Women daydreaming out of the window, claustrophobic from the inside, seen from outside: captured, stagnant and unwillingly resignated. They don’t stick their heads in the sand. No, not them. I have seen those women. They are aching. Seeking a beyond, something to hold on to, something that ignites life in them and pushes them forward, inward. They are gasping for air.

The transparency separates them from the outside. From the land of projection, of opportunity. It depends on them how thick the glass is. Their faces pressed against the firm container, the comfort zone. They are aware of the inner malfunctions of the household, the family, their lives. There is a reason why heads turn toward the horizon of a window, a frame, a new form.

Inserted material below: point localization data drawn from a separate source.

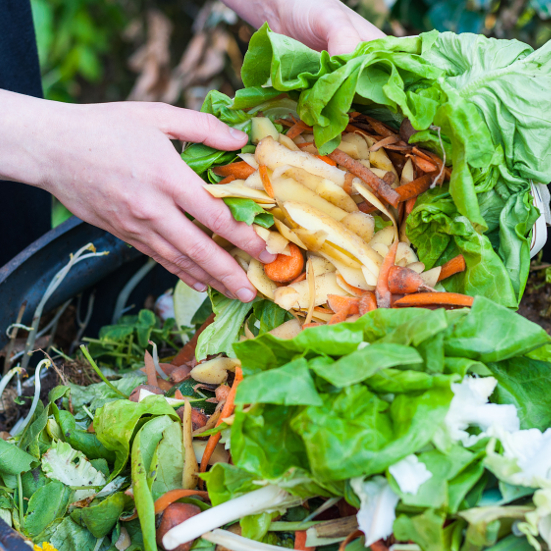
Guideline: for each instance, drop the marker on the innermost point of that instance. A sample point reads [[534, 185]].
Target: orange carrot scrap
[[380, 187], [410, 205], [339, 303], [285, 268], [389, 140], [227, 180], [150, 370], [351, 537], [311, 324], [174, 495], [300, 541], [299, 278], [452, 300], [423, 164], [366, 208], [453, 266], [368, 303], [240, 170], [403, 281], [227, 410], [416, 187], [263, 170], [382, 292], [326, 159]]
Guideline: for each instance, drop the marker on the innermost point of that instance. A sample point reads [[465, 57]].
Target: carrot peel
[[227, 410], [174, 495], [450, 300], [382, 292], [240, 170]]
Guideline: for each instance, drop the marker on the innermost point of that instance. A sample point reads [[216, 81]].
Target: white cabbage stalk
[[410, 474], [269, 498], [233, 542], [378, 507], [470, 407], [526, 459]]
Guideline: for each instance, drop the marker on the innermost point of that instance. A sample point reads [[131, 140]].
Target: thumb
[[192, 126]]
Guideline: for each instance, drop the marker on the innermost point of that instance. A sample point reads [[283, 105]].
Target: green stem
[[100, 374], [20, 496]]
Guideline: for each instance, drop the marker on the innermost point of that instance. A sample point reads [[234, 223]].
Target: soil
[[536, 302]]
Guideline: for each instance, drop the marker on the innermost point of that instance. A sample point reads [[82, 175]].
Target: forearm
[[22, 123]]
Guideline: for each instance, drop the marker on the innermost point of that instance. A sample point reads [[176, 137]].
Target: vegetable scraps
[[445, 124]]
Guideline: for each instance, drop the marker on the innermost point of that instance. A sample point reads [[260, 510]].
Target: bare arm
[[320, 24], [113, 165]]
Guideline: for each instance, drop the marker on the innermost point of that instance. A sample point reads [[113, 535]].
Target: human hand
[[320, 24], [113, 165]]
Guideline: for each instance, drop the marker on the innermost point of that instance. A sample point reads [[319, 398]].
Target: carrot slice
[[174, 495], [380, 187], [382, 292], [240, 170], [368, 302], [326, 159], [227, 180], [286, 268], [416, 187], [300, 541], [227, 410], [403, 281], [263, 170], [453, 266], [187, 352], [453, 300]]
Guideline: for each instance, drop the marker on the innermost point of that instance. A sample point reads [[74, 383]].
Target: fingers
[[181, 243], [347, 29], [195, 127], [214, 214]]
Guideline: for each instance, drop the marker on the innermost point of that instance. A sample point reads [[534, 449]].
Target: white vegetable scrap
[[269, 498], [526, 459], [64, 463], [470, 407], [410, 474], [378, 507]]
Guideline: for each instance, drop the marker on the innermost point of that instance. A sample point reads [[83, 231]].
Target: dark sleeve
[[26, 212]]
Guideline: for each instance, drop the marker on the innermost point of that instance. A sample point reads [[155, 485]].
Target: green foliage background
[[85, 45]]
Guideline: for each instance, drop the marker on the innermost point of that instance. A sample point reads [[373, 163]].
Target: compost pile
[[329, 413]]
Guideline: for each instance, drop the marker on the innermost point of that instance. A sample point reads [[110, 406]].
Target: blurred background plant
[[177, 50]]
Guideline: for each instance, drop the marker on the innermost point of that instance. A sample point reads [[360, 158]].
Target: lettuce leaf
[[489, 100]]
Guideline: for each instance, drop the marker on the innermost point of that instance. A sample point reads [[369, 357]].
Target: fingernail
[[237, 134], [245, 295], [267, 257]]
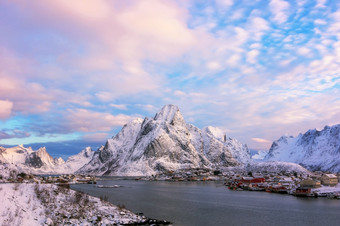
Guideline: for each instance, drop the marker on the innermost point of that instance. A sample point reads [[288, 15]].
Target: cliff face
[[316, 150], [40, 161], [165, 142]]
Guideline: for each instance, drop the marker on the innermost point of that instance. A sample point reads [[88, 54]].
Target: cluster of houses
[[194, 174], [301, 185], [49, 179]]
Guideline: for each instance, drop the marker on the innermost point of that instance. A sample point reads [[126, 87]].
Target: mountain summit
[[315, 150], [164, 143]]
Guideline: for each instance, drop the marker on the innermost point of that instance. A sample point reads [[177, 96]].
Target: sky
[[77, 71]]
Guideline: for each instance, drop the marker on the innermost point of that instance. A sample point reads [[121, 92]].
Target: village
[[15, 177], [316, 184]]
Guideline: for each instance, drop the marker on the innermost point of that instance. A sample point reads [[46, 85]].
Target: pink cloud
[[5, 109], [89, 121], [96, 137]]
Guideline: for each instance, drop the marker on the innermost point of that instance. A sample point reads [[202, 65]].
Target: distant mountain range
[[315, 150], [40, 162], [165, 143]]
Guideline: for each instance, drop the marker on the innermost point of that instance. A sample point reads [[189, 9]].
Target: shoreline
[[49, 204]]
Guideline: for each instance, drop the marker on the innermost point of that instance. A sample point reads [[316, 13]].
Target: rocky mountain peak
[[164, 143], [170, 113], [316, 150]]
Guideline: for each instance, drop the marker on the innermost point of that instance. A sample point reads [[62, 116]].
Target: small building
[[309, 183], [303, 191], [329, 179], [248, 180]]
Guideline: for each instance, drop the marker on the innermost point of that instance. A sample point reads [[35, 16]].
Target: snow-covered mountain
[[40, 161], [165, 143], [315, 150]]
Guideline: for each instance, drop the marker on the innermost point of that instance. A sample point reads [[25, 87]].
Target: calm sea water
[[211, 203]]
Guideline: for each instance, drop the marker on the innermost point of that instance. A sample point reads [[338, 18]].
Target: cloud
[[261, 140], [252, 56], [304, 51], [5, 109], [8, 134], [89, 121], [96, 137], [320, 4], [280, 10], [119, 106]]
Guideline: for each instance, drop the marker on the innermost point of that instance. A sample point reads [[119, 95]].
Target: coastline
[[49, 204]]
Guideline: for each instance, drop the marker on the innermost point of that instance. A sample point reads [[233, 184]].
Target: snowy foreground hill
[[165, 143], [40, 162], [47, 204], [315, 150]]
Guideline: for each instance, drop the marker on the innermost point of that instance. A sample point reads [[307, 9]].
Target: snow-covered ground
[[47, 204]]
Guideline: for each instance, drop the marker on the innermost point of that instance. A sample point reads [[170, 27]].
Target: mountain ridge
[[315, 150], [163, 143]]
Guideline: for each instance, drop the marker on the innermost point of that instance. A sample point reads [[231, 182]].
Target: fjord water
[[211, 203]]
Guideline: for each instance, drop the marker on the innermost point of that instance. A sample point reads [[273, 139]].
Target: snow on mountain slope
[[164, 143], [316, 150], [75, 162], [41, 162]]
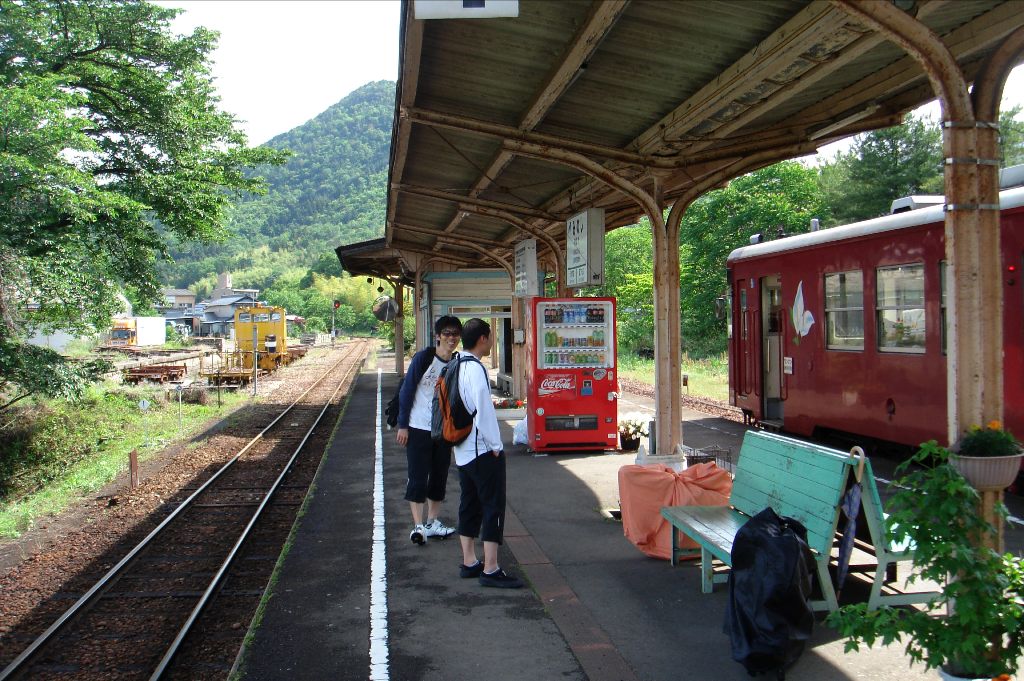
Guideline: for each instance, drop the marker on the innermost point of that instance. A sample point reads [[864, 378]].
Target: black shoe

Nothing appears in a dark corner of a room. The face above the windowsill speaks its truth. Looking at them from the outside, nothing remains hidden, everything stands exposed and lies evaporate. Their body might be inside of the room, but their mind floats outside the four walls and freedom may take hours. Those are the moments they connect with living organisms and not plain old objects.

Love suffocates amongst the fibres of a weighty carpet. Roll me out of here. Women at the windowsills don’t beg. They release the anchor and give their visions a way. Outside everything moves, life can be heard and listened to, the colours change and through the wind the world never stops to smell.

Window women are dreamers. They suffer and know love. Their memories projected upon the glass. Mirrored back at their faces. The sunlight hits. The storm metamorphoses. Women looking out, gazing into invisible worlds, are not unseen, they are a silent orchestra in the waves of the air, the shape of a cloud, and least of all, they bury their heads in the sand.